Attentat déjoué du Thalys : une reconstitution organisée à la demande du suspect

Attentat déjoué du Thalys : une reconstitution organisée à la demande du suspect
Des policiers à bord du Thalys visé par Ayoub El-Khazzani, le 21 août 2015, à Arras.

Orange avec AFP-Services, publié le mercredi 18 septembre 2019 à 14h06

Une quinzaine de témoins présents à bord du train le jour de l'attaque participeront à la reconstitution, aux côtés d'Ayoub El-Khazzani lui-même.

L'attaque déjouée du Thalys Amsterdam-Paris, en août 2015, fait l'objet d'une reconstitution judiciaire mercredi 18 septembre, a-t-on appris de sources proches du dossier. C'est le suspect, Ayoub El-Khazzani, qui en a fait la demande.

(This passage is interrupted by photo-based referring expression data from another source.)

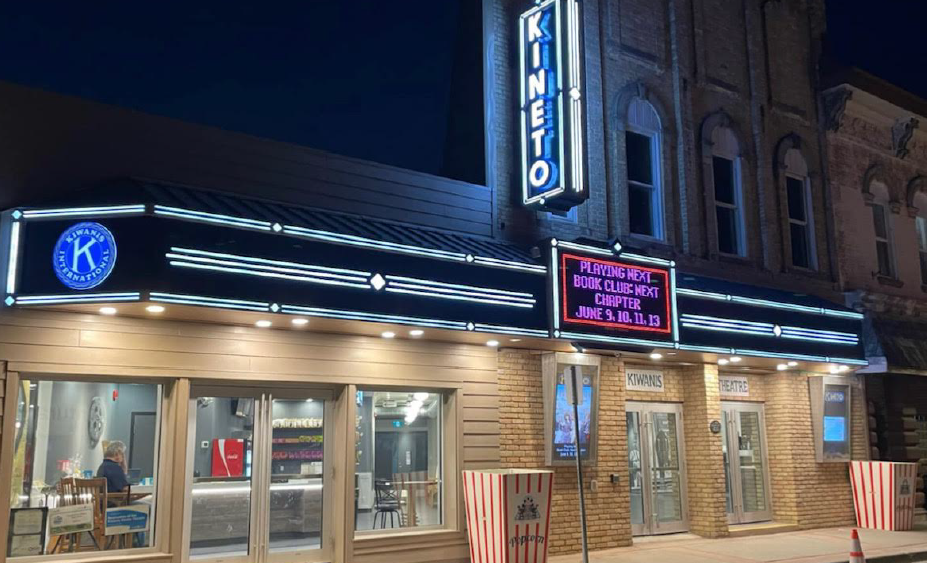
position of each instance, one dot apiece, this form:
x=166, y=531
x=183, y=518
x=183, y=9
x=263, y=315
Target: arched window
x=801, y=212
x=882, y=227
x=920, y=202
x=728, y=192
x=642, y=148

La reconstitution doit débuter mercredi en début d'après-midi, ont expliqué ces sources. Son lieu exact n'a pas été précisé.


Une première demande de reconstitution, déposée par l'avocate d'Ayoub El-Khazzani, Me Sarah Mauger-Poliak, avait été refusée début 2018 par les juges d'instruction, qui avaient estimé qu'un tel acte ne pourrait "activement et réellement participer à la manifestation de la vérité".

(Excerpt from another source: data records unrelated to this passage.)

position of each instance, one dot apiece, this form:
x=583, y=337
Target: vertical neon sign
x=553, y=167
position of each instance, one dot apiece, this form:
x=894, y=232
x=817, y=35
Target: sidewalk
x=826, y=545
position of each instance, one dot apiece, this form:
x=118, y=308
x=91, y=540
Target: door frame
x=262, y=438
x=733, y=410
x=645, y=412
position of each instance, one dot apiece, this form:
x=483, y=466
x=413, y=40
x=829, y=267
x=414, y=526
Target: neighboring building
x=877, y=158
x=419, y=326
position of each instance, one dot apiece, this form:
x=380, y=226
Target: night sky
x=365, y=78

Dix-huit mois plus tard, les juges ont finalement accédé à la demande d'Ayoub El-Khazzani, qui a reconnu en décembre 2016 devant un magistrat son implication dans l'attaque.

Le 21 août 2015, ce Marocain alors âgé de 26 ans avait ouvert le feu dans un Thalys Amsterdam-Paris peu après son entrée en France, armé d'une kalachnikov et de neuf chargeurs pleins. Il avait blessé deux passagers avant d'être maîtrisé par des militaires américains en vacances, évitant un potentiel carnage, trois mois avant l'équipée meurtrière des commandos du 13 novembre à Paris. Les trois Américains, Anthony Sadler, Alek Skarlatos et Spencer Stone, ont reçu la citoyenneté française lors d'une cérémonie organisée à Sacramento, en Californie.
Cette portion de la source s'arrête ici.